Twenty minutes later, my sweet host friend from our same town and I had our eight children, two who didn’t speak English and had never before worn seatbelts, dressed, washed and ready for the drive.
Superhero 2 showed Joy to her car seat, and then he buckled her in. We gave her the blankie we purchased (please, give me an excuse to buy something PINK in this here boy house!), and before I ever even put the car in reverse, this sweet girl fell asleep.
She slept the whole six-hour drive home.
She snuggled into her bed and then into mine when she was scared in hers and slept until 6 a.m.
And she woke up yesterday with smiles and energy, ready for an adventure and completely open to every car ride, game and item of food we offered.
I was SHOCKED as she greeted each boy with hugs and kisses and jumped into the breakfast scene like a boss. She peeled her oranges and sat chatting with the boys, and even though there was a language barrier, she was so expressive in her hand motions and facial expressions that the boys and I could figure out every single thing she said! I didn’t even have to overcome my hatred for Google Translate to ask for a translation (and wait for this app to inevitably ask her for a gigolo, as it so kindly did when D.J. was here) — this sweet girl could communicate all her needs with her eyes and hands alone.
It was almost TOO easy.
All day LONG it was almost too easy.
This girl — this gem—she just EXEMPLIFIES her name. She is straight JOY.

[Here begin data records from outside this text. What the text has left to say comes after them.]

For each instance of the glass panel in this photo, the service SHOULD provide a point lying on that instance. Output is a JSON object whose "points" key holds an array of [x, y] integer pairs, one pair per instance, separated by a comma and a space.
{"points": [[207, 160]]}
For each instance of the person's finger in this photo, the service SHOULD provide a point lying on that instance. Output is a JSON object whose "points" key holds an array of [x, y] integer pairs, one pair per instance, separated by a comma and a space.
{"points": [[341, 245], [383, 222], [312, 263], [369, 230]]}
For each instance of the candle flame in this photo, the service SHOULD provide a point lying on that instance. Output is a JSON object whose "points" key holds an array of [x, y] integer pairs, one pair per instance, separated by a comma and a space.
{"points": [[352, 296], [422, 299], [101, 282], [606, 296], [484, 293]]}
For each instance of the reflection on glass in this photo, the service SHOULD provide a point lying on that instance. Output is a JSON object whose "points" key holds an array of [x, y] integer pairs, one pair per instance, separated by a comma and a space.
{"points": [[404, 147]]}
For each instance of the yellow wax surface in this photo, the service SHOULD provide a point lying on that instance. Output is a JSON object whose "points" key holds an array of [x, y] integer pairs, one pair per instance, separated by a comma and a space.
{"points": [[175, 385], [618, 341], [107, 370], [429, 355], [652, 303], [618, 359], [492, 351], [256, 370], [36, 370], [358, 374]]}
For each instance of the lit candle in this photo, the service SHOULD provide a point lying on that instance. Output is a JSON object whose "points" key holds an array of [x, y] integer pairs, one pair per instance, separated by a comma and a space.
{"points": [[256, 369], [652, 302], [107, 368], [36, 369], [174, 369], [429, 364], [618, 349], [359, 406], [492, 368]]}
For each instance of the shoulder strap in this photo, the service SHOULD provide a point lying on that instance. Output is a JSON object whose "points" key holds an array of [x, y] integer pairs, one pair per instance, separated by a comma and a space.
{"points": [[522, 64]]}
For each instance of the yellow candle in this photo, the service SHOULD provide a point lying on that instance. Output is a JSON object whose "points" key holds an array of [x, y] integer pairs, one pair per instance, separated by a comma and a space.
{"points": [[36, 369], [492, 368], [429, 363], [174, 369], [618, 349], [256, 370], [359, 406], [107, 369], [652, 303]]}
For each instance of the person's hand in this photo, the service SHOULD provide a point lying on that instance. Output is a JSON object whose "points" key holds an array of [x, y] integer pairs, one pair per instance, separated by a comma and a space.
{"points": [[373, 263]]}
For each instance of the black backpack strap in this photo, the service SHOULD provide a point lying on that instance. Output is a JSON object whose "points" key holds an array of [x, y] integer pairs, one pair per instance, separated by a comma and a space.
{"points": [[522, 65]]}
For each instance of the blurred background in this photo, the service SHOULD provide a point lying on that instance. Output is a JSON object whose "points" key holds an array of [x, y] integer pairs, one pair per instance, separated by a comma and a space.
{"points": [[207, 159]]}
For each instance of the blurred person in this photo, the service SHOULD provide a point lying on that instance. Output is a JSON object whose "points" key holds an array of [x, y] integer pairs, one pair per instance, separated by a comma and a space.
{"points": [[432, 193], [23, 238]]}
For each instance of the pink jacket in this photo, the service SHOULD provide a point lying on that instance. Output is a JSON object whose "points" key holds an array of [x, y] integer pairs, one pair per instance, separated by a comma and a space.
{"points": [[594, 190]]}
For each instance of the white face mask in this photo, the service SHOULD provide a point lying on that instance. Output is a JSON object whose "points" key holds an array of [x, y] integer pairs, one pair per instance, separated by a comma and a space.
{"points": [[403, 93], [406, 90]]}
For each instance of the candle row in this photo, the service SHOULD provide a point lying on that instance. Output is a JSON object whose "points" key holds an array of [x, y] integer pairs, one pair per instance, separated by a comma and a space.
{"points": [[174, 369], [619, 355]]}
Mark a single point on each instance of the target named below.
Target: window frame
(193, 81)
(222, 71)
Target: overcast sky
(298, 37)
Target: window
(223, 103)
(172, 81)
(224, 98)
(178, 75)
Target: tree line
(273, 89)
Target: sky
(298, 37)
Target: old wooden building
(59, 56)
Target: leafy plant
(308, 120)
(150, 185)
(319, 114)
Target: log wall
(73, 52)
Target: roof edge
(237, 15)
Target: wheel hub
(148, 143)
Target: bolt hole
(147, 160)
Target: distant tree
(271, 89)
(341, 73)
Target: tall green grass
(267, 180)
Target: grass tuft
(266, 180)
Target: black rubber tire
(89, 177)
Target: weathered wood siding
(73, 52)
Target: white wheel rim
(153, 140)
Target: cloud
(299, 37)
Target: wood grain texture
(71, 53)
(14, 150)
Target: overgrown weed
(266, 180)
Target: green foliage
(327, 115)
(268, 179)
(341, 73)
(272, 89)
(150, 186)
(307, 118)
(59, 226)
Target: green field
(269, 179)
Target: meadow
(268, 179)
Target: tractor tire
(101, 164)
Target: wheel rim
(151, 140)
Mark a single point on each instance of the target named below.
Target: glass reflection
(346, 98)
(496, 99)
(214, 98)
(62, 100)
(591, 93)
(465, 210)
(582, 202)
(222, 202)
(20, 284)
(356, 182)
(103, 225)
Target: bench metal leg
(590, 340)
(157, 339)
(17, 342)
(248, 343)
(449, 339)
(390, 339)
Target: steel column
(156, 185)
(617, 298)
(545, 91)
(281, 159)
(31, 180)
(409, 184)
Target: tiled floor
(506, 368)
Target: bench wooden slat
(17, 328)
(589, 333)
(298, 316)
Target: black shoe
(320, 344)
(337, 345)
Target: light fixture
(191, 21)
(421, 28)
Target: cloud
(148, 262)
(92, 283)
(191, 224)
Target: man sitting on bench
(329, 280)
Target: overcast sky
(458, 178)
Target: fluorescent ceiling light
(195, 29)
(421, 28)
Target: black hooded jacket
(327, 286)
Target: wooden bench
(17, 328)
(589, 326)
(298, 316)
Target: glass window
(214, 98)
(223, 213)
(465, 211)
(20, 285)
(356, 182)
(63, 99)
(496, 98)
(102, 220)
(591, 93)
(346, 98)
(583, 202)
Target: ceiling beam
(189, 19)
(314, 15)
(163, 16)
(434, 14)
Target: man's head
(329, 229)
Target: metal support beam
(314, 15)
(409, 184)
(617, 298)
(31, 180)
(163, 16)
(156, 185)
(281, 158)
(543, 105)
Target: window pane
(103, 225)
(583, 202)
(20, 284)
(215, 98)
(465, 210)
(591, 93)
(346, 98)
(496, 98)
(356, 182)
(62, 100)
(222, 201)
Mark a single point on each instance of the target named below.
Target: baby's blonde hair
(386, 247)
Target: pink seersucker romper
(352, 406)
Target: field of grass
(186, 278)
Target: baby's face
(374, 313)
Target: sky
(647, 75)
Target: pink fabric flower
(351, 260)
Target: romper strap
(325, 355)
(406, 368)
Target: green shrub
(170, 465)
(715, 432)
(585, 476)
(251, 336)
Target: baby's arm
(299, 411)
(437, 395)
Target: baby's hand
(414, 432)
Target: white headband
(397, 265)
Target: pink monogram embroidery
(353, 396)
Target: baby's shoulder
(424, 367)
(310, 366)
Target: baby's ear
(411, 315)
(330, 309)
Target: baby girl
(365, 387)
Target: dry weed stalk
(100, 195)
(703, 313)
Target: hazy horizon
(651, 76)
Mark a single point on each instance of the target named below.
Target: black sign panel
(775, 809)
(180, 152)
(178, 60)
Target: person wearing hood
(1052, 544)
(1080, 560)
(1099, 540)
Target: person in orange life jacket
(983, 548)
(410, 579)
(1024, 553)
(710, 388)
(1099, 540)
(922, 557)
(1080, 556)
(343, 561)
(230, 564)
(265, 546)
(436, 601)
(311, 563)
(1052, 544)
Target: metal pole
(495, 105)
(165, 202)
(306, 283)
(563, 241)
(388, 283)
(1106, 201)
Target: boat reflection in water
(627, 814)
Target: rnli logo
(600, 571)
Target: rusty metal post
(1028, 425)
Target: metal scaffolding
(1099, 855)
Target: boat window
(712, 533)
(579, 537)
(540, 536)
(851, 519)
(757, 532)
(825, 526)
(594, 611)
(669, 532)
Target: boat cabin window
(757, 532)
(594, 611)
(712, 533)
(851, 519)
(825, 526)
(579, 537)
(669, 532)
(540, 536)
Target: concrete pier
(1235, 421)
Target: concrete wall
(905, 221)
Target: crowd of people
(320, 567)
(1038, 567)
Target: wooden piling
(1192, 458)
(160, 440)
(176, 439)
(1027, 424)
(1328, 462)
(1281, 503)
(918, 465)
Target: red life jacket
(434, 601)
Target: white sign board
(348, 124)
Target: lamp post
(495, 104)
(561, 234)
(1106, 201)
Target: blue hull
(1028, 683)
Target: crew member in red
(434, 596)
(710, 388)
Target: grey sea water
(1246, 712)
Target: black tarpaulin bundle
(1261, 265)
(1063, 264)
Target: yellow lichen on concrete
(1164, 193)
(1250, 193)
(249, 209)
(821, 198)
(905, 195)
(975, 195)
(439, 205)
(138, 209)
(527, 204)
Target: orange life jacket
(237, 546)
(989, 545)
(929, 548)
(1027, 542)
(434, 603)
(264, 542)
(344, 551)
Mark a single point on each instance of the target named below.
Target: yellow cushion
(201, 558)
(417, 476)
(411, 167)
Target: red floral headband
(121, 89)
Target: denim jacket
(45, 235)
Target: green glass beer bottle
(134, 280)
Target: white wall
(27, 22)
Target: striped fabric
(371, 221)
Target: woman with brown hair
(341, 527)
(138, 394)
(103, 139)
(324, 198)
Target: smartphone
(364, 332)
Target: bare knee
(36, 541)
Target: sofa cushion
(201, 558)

She was JOY when she and Superman spent the morning playing kitchen and Chutes and Ladders on the floor — and she held him to the standards and didn’t let the baby CHEAT!
She was JOY when we took her to the older boys’ school for lunch, and she greeted new teachers and friends and strangers with smiles, waves and even sometimes a hug or kiss.
She was JOY when we took her out to our favorite Chinese restaurant for Superman’s Gotcha Day celebration dinner (yesterday marked three years with our smallest superhero!), and she ate every shrimp and noodle and dish we offered and then smiled and teased and played with the sweet family who joined us for this special day.
Her FRIENDLINESS, her KINDNESS, her AFFECTIONATE HEART and her SWEET disposition — they are all straight JOY. And although I don’t want to write too much about her personality until she’s been in our home and on our time zone for a few days, I can say without doubt that this girl IS joy.
Joy to the world! Our girl has come.